Si les avantages sont certains, les inconvénients le sont tout autant : la cible risque d'être "vampirisée" au détriment, notamment, de ses salariés. En outre, si la holding est l'absorbante, elle risque de perdre le report des éventuels déficits fiscaux dont elle bénéficiait, du fait du changement de son activité (passant de celle de la prise de participations à celle antérieurement exercée par la société cédée). La responsabilité des dirigeants ayant organisé la fusion peut, aussi, être engagée pour abus de biens sociaux, s'il est démontré que l'opération a été planifiée dans leur intérêt personnel, plutôt que dans celui de la cible. Enfin, l'administration fiscale, conformément à l'instruction fiscale du 3 août 2000 (N° Lexbase : X6075AAA), peut caractériser un abus de droit, si la fusion n'a pour autre objet que d'imputer fiscalement les frais d'acquisition sur les bénéfices de la cible (le risque étant, toutefois, mince, l'intégration fiscale présentant le même résultat). Elle peut, également, qualifier la fusion d'acte anormal de gestion, dans le cas où la fusion présente un déséquilibre, la société cible ne bénéficiant d'aucune contrepartie. Compte tenu des responsabilités qu'elle implique, il ne peut qu'être conseillé de justifier la fusion par des intérêts autres que fiscaux (intérêts économiques, politiques...), de prendre garde à son sens et, enfin, de laisser passer un délai d'environ deux ou trois ans avant de la réaliser. Plus efficacement encore, il peut être conseillé de préférer d'opter pour une intégration fiscale, qui présente sensiblement les mêmes avantages.

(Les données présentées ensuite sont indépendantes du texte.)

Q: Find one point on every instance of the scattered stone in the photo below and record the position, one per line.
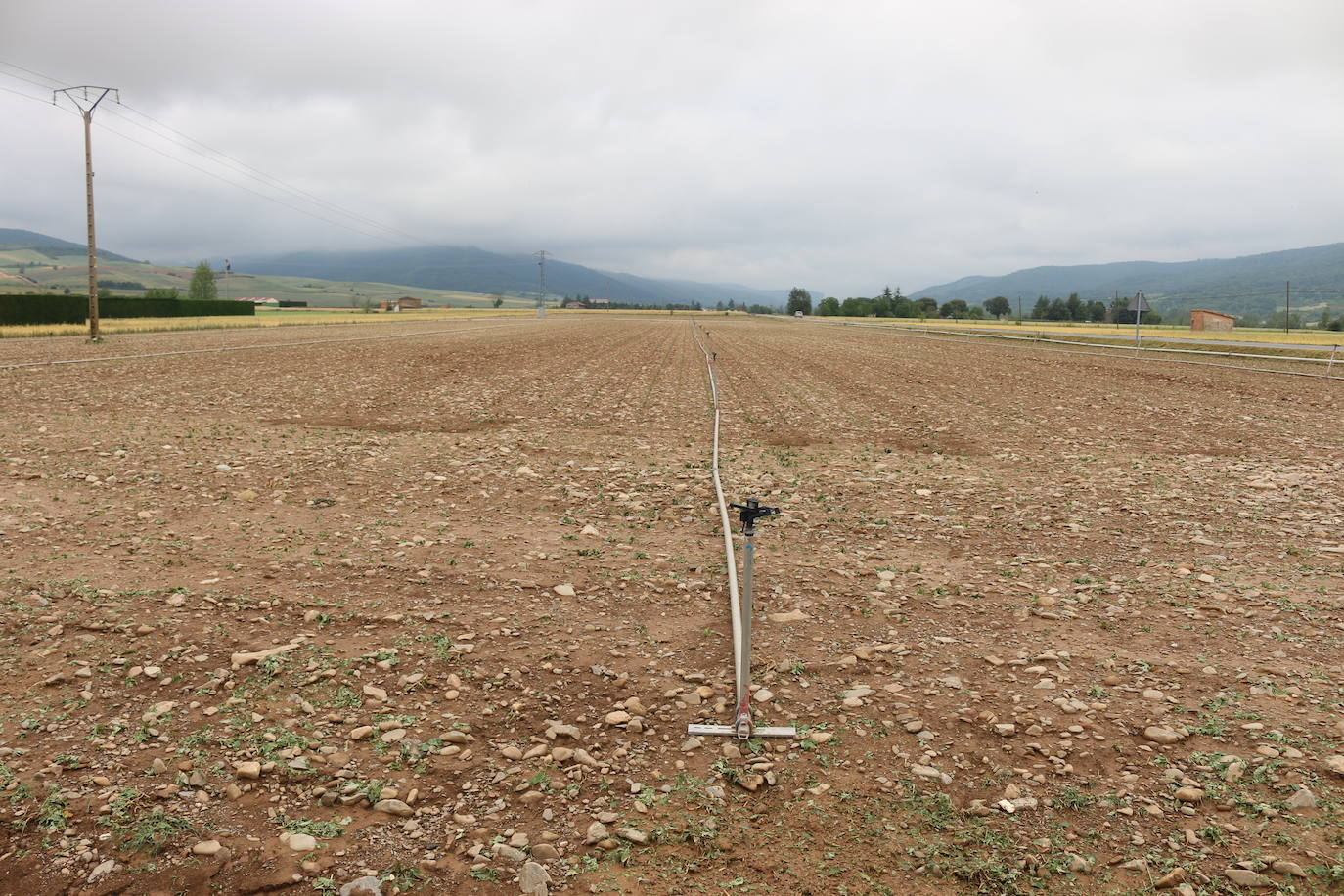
(301, 842)
(1304, 798)
(534, 877)
(1172, 878)
(366, 885)
(257, 655)
(1246, 877)
(1163, 735)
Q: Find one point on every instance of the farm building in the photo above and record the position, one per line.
(403, 304)
(1200, 319)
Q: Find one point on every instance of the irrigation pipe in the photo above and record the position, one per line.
(919, 334)
(742, 676)
(241, 348)
(742, 726)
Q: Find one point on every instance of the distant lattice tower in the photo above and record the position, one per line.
(1206, 320)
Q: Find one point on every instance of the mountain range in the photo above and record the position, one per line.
(1232, 285)
(50, 246)
(474, 270)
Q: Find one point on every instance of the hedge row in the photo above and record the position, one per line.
(74, 309)
(36, 308)
(121, 306)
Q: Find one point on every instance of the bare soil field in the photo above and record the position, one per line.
(435, 611)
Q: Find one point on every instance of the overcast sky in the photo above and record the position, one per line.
(834, 146)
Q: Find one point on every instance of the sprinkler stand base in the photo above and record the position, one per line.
(729, 731)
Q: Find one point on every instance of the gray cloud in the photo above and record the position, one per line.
(840, 146)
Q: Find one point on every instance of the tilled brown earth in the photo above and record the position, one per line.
(434, 612)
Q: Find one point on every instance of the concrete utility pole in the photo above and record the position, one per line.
(86, 104)
(541, 283)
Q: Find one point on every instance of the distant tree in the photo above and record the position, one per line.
(800, 299)
(202, 284)
(998, 306)
(955, 309)
(856, 306)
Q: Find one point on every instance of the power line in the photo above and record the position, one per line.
(233, 164)
(38, 74)
(232, 183)
(255, 173)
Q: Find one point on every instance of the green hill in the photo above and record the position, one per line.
(1250, 284)
(34, 262)
(459, 276)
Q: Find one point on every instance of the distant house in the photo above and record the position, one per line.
(1206, 320)
(403, 304)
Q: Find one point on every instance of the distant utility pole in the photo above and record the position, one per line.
(85, 103)
(541, 283)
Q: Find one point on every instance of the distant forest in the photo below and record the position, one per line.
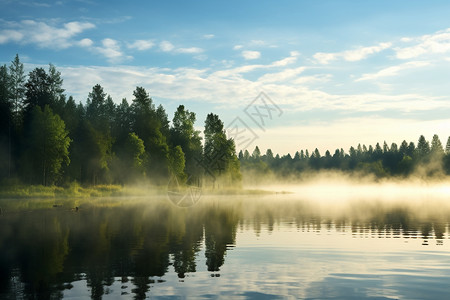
(421, 160)
(47, 138)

(1) Cf. La performance économique des entreprises françaises ayant fait l'objet d'une opération de LBO, Conclusions de l'étude menée par la Chaire Private Equity de l'ESSEC du 14 octobre 2008 : la croissance du chiffre d'affaires d'une entreprise sous LBO est supérieure de 6 % à la croissance de celui d'une entreprise comparable au cours du premier exercice suivant le LBO, celle de l'EBITDA (Earning before Interests Taxes Depreciation and Accumulated, dont l'équivalent français est l'excédent brut d'exploitation) de 20% et celle de la marge d'EBITDA de plus de 1 %.
(2) A l'exception des "méga-deals" et des LBO secondaires. Ce type de LBO (tout comme les LBO tertiaires, voire quartenaires) sont réalisés à la suite d'un premier montage ayant permis à un investisseur financier d'acquérir sa participation. Le LBO secondaire porte sur la cession de cette participation au profit d'un autre financier qui met, alors, en place, son propre montage LBO.
(3) La cession d'Orangina, filiale de Pernod Ricard, au profit du groupe anglais Cadburry Schweppes relève d'une stratégie de spin off, la société Ricard ayant décidé d'un recentrage sur les seules boissons alcoolisées.
(4) Comme cela a, par exemple, été le cas pour le groupe PAI qui a, dans un premier temps, acquis de Danone le groupe Panzani, puis a, ensuite, souhaité acquérir les groupes Lustucru et Rivoire & Carré. Cette deuxième opération n'a été autorisée que concernant les produits autres que les pâtes sèches, pour lesquelles la concentration de PAI sur le marché était trop forte.
(5) Régime social du travailleur non salarié
(6) Possibilité introduite par la loi n° 2004-1343 du 9 décembre 2004, de simplification du droit (N° Lexbase : L4734GUU).
(7) Cf. la loi n° 2008-776 du 4 août 2008, de modernisation de l'économie (N° Lexbase : L7358IAR).
(8) Ceci en dépit de l'arrêt de la Chambre mixte de la Cour de cassation du 26 mai 2006 (Chbre mixte, 26 mai 2006, n° 03-19.376, Daurice Pater, épouse Pere c/ M. Jean Solari, P+B+R+I [LXB= A7227DPD]), qui préconise l'exécution forcée de la promesse.
(9) La répartition du capital de la "manco" entre les managers et les cadres clés correspondant à la participation que chacun aurait dû détenir dans la société mère.
(10) Ils'agit dune assiette dégressive du prix de la promesse en fonction de la date de survenance du fait générateur.
(11) A l'exception des actions gratuites attribuées aux salariés.